Cumhurbaşkanı Celal Bayar'ın kızı Dr. Nilüfer Gürsoy'un
gazetelere verdiği ilanın beni şaşırtan yanı bu 'bildiri'nin
sıradan bir 'hayır' ilanı olmayıp, basbayağı bir metin halinde
kaleme alınması.
Nitekim Engin Ardıç da 'siz mi yazdınız' diye soruyor. Yoksa
Gürsoy'un böyle bir çıkış yapacağını düşünmezdim, aklıma gelmezdi,
ama görünce şaşırmadım, tersine bir teorimin doğrulandığını
gördüm.
***
Nedeni, 'merkezçevre' diye ayrıştırdığım Türk siyasetinin yapısal
bir gerçeğidir bir hakikattir. Merkez kentli, Batılı sermaye ve
kültürdür.
Çevre de dindar, muhafazakâr, gelenekçi halk kitleleridir.
Kavram o derecede kuvvetlidir ki, mesela Dr. Gürsoy'un
biyografisini internette araştıranlar şimdi unutulmuş bir gerçekle
karşılaşıp onun 1970'te bizzat Demirel'in AP'sinde milletvekili
olan ve gene bizzat AP'nin bütçesine kırmızı oy verip Demirel'i
düşüren, sonra da bu hareketi Demokratik Parti'ye dönüştüren
isimlerden biri olduğunu görecektir.
Demirel daha o zaman çevreyi, basit köylülüğü, taşrayı, kasabayı,
muhafazakârlığı temsil ediyordu.
Maalesef yazıp bitiremediğim Türk Siyasetinin Yapısal Analizi
isimli yapıtımın işte o henüz tamamlanmamış üçüncü cildinde bu
bölünmeyi ayrıntısıyla ele alıyorum.
***
Şimdi bu tarihi biraz başka bir açıdan ilerletelim.

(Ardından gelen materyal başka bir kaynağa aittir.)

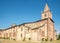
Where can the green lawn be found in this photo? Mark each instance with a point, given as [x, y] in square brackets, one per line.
[13, 41]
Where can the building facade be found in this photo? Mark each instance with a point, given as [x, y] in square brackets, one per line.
[39, 30]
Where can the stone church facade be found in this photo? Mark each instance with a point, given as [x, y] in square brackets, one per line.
[38, 30]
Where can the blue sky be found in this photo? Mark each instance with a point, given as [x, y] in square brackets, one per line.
[22, 11]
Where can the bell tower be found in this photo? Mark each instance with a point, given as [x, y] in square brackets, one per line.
[46, 13]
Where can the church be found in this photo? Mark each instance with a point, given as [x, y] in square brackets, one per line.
[39, 30]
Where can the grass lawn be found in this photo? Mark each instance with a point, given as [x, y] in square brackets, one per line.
[13, 41]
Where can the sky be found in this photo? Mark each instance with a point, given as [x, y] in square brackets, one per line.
[23, 11]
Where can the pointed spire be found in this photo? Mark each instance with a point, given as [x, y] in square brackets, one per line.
[46, 7]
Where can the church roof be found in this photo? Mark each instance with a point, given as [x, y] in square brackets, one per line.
[46, 7]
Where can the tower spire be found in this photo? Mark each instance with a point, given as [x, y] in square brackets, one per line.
[46, 7]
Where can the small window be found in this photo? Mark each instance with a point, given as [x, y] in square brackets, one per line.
[45, 15]
[21, 29]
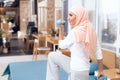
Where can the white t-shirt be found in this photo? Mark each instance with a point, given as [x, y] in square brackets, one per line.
[79, 57]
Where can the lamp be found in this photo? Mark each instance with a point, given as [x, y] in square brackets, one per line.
[117, 45]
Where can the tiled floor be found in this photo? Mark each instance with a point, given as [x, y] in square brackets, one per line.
[4, 61]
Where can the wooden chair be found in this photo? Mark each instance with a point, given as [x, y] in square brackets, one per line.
[37, 49]
[29, 42]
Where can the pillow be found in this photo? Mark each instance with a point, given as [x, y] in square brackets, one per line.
[94, 67]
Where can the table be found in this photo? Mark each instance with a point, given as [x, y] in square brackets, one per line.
[41, 39]
[111, 74]
[52, 40]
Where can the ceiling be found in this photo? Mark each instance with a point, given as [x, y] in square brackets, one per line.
[9, 3]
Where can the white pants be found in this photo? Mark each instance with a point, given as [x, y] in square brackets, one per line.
[58, 60]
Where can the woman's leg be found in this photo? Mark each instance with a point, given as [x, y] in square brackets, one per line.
[80, 75]
[56, 60]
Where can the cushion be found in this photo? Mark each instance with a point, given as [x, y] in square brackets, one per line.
[94, 67]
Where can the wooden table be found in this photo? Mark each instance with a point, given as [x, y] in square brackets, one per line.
[54, 41]
[41, 39]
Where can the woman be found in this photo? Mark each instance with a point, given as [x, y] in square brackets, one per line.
[83, 44]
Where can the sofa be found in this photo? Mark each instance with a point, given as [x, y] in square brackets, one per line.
[36, 70]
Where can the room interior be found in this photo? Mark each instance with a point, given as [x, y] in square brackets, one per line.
[42, 16]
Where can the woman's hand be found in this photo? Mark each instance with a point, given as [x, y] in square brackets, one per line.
[60, 33]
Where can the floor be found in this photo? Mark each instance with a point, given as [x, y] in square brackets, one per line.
[17, 53]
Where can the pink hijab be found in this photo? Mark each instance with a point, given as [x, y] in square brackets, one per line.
[84, 30]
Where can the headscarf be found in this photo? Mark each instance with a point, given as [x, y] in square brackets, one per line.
[84, 30]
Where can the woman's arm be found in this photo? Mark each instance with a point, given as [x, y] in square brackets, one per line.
[61, 33]
[99, 59]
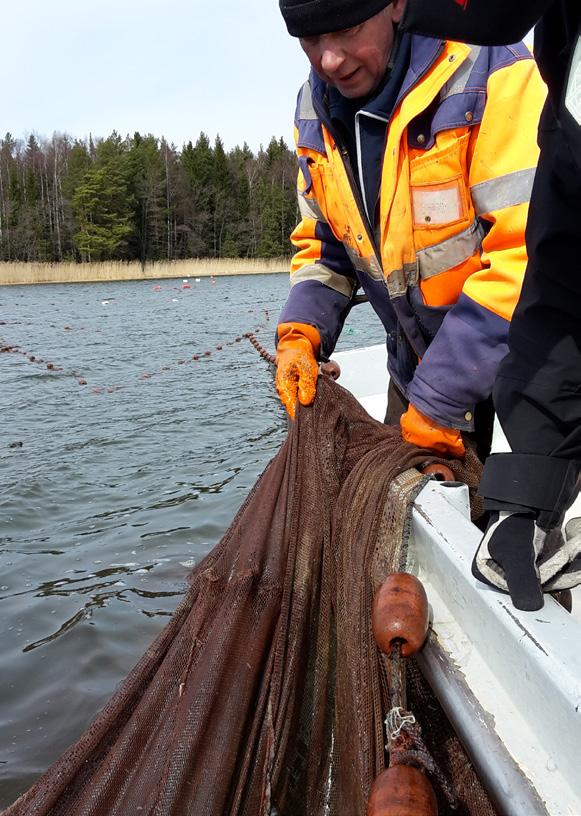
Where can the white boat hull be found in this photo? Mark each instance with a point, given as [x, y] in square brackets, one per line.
[509, 681]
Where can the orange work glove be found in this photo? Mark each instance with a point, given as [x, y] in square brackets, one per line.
[296, 365]
[423, 432]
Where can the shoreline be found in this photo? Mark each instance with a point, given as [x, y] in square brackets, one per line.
[20, 273]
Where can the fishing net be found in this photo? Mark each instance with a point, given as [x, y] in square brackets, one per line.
[266, 695]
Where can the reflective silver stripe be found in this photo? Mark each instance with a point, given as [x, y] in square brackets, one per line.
[573, 95]
[399, 280]
[441, 257]
[306, 110]
[370, 266]
[504, 191]
[309, 208]
[457, 83]
[323, 274]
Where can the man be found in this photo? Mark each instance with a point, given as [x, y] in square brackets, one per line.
[538, 391]
[416, 164]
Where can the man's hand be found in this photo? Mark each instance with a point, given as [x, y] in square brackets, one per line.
[296, 365]
[518, 557]
[423, 432]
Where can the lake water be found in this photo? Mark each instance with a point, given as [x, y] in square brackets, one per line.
[121, 485]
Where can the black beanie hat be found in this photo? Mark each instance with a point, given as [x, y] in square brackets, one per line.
[310, 18]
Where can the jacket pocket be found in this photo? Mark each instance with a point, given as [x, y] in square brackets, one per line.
[440, 199]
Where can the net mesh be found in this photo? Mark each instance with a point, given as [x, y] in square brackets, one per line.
[265, 695]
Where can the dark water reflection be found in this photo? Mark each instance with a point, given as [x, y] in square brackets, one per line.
[121, 485]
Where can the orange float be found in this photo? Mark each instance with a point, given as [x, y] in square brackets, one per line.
[400, 614]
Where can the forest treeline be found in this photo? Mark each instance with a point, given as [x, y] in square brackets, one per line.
[140, 198]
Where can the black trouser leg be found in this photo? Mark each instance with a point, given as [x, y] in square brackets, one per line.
[538, 391]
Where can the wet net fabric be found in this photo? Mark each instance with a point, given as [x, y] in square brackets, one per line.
[265, 695]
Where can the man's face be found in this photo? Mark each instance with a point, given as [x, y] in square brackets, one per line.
[355, 60]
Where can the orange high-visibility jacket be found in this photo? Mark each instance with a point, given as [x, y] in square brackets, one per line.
[443, 268]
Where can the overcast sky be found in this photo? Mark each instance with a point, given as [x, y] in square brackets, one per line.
[169, 67]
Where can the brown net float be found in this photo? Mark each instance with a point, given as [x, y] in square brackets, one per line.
[266, 693]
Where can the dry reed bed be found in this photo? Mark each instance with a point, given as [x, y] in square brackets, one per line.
[25, 273]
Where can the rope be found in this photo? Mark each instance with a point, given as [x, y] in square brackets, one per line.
[266, 355]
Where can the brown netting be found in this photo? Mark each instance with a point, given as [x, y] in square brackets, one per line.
[265, 695]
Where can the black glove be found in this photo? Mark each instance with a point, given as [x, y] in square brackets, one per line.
[518, 557]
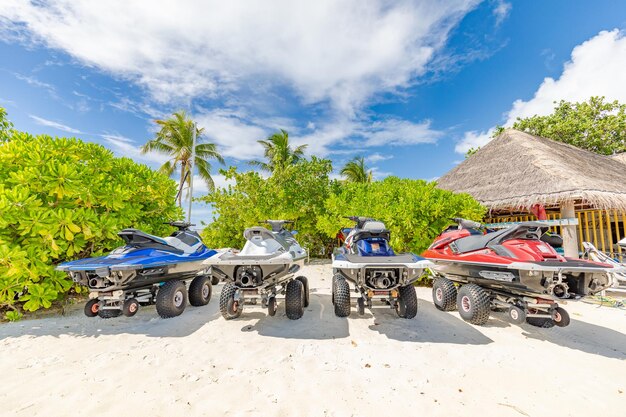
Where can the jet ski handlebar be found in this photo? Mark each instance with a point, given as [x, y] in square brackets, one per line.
[277, 225]
[180, 225]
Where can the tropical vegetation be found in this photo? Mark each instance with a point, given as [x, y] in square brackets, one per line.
[595, 125]
[62, 199]
[356, 171]
[175, 139]
[278, 152]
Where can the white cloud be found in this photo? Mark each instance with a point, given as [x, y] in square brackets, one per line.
[236, 136]
[341, 52]
[596, 68]
[376, 157]
[394, 132]
[54, 125]
[501, 11]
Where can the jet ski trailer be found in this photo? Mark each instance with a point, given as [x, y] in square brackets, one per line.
[264, 268]
[146, 270]
[512, 268]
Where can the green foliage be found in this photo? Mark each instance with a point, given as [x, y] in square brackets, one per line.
[415, 211]
[5, 125]
[471, 151]
[279, 153]
[175, 139]
[594, 125]
[356, 171]
[13, 315]
[63, 199]
[297, 194]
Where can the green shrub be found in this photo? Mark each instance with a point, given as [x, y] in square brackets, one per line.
[415, 211]
[63, 199]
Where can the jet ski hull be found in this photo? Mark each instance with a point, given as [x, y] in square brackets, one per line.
[542, 279]
[380, 273]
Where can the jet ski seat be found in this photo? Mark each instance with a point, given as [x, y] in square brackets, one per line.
[137, 237]
[476, 242]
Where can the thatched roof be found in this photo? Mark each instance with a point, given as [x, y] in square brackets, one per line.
[620, 157]
[516, 170]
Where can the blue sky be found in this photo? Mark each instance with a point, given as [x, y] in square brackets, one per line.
[410, 85]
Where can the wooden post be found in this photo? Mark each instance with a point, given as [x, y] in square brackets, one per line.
[570, 242]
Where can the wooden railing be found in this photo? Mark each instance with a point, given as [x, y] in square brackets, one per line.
[603, 228]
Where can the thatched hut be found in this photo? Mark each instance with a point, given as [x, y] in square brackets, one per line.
[516, 171]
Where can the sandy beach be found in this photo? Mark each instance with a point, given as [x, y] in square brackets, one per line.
[321, 365]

Merkezin geleneksel partisi CHP'dir.
Çevreninki de DP. Ama ne oldu bilir misiniz daha sonra, şu iki çok
önemli, hayati şey oldu.
Bir, CHP, önce DP'ye karşı oldu.
Sonra AP çıktı. DP'nin devamıydı. CHP ona da karşı oldu. Doğal ve
anlaşılır. Ama AP'nin içinde bir grup da AP'ye karşı oldu. Bu bir
kırılma noktasıydı ve devam etti.
Bu defa ANAP çıktı. CHP ve AP kadroları ANAP'a karşı oldu. Sonra
AKP çıktı. Bu defa CHP-AP-ANAP kadroları AKP'ye karşı oldu.